Physikalisches Institut and Center for Soft Nanoscience, Westfälische Wilhelms-Universität Münster, Busse-Peus-Strasse 10, 48149 Münster, Germany.
Biofabrication. 2019 Aug 22;11(4):045015. doi: 10.1088/1758-5090/ab3582.
In this study, we report the step-gradient nanocomposite (NC) hydrogel generated easily by spatial connection of different nanocomposite hydrogel pastes varying in the concentrations of nanomaterials with the aid of a 3D printing technique. The prepared 3D printed gradient NC hydrogel has self-adhesive properties and is used to direct the migration of fibroblast cells towards the higher concentration of biopolymer-coated silica-based nanomaterials (NMs) within the 3D network of the hydrogel. Furthermore, we demonstrate the potential application of our gradient NC hydrogel in migration and subsequent enhanced osteogenic differentiation of human bone marrow derived mesenchymal stem cells (hBM MSC). The osteogenic differentiation of hBM MSC is achieved in the absence of osteogenic differentiation medium due to the silica-based NMs. The increase in the NM content in the gradient construct promotes hBM MSC migration and results in higher Ca deposition.

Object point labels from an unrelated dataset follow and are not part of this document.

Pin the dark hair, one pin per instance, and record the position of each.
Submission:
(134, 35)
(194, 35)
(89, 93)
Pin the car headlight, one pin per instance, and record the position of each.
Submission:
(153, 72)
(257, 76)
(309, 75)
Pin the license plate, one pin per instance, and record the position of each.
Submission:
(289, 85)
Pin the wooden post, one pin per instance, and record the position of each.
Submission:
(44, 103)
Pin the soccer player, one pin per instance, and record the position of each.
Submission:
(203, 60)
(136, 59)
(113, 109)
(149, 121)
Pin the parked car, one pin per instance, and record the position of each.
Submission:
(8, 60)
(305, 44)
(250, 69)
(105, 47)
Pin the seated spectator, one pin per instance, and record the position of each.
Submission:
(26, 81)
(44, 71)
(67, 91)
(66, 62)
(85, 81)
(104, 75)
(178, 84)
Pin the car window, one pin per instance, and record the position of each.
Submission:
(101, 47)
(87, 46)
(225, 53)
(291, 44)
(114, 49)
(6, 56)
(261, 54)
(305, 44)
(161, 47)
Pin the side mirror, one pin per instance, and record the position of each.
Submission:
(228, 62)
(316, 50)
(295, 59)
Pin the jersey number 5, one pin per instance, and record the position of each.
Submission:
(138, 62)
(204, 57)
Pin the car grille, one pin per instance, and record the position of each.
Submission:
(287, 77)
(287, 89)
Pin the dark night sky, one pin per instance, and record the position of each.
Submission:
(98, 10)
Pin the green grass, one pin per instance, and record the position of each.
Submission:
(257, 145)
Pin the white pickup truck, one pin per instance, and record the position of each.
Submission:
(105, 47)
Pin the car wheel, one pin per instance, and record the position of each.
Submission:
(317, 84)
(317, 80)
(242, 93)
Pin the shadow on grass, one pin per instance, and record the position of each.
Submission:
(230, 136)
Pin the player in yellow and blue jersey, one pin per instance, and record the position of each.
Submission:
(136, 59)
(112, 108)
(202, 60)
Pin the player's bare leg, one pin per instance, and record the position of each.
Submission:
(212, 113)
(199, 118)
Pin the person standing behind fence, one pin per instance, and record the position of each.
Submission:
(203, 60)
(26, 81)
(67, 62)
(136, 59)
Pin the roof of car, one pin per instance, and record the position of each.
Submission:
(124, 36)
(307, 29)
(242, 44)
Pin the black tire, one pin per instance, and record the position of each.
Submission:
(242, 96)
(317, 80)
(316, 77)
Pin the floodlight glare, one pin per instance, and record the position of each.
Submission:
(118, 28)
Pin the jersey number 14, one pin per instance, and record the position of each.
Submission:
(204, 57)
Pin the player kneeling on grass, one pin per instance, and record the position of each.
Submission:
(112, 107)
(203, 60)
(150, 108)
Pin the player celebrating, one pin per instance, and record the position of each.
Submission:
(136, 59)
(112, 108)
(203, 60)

在这项研究中,我们报告了一种通过空间连接不同浓度纳米复合材料水凝胶的方法来制备具有台阶梯度的纳米复合水凝胶。该方法借助 3D 打印技术,将纳米复合材料水凝胶的浓度逐渐变化。所制备的 3D 打印梯度纳米复合水凝胶具有自粘性,并可用于引导成纤维细胞向水凝胶 3D 网络中的更高浓度的生物聚合物涂覆的基于二氧化硅的纳米材料(NMs)迁移。此外,我们还展示了我们的梯度纳米复合水凝胶在人骨髓间充质干细胞(hBM MSC)迁移和随后增强成骨分化中的潜在应用。由于基于二氧化硅的纳米材料的存在,hBM MSC 的成骨分化可以在没有成骨分化培养基的情况下实现。梯度构建中 NM 含量的增加促进了 hBM MSC 的迁移,并导致更高的 Ca 沉积。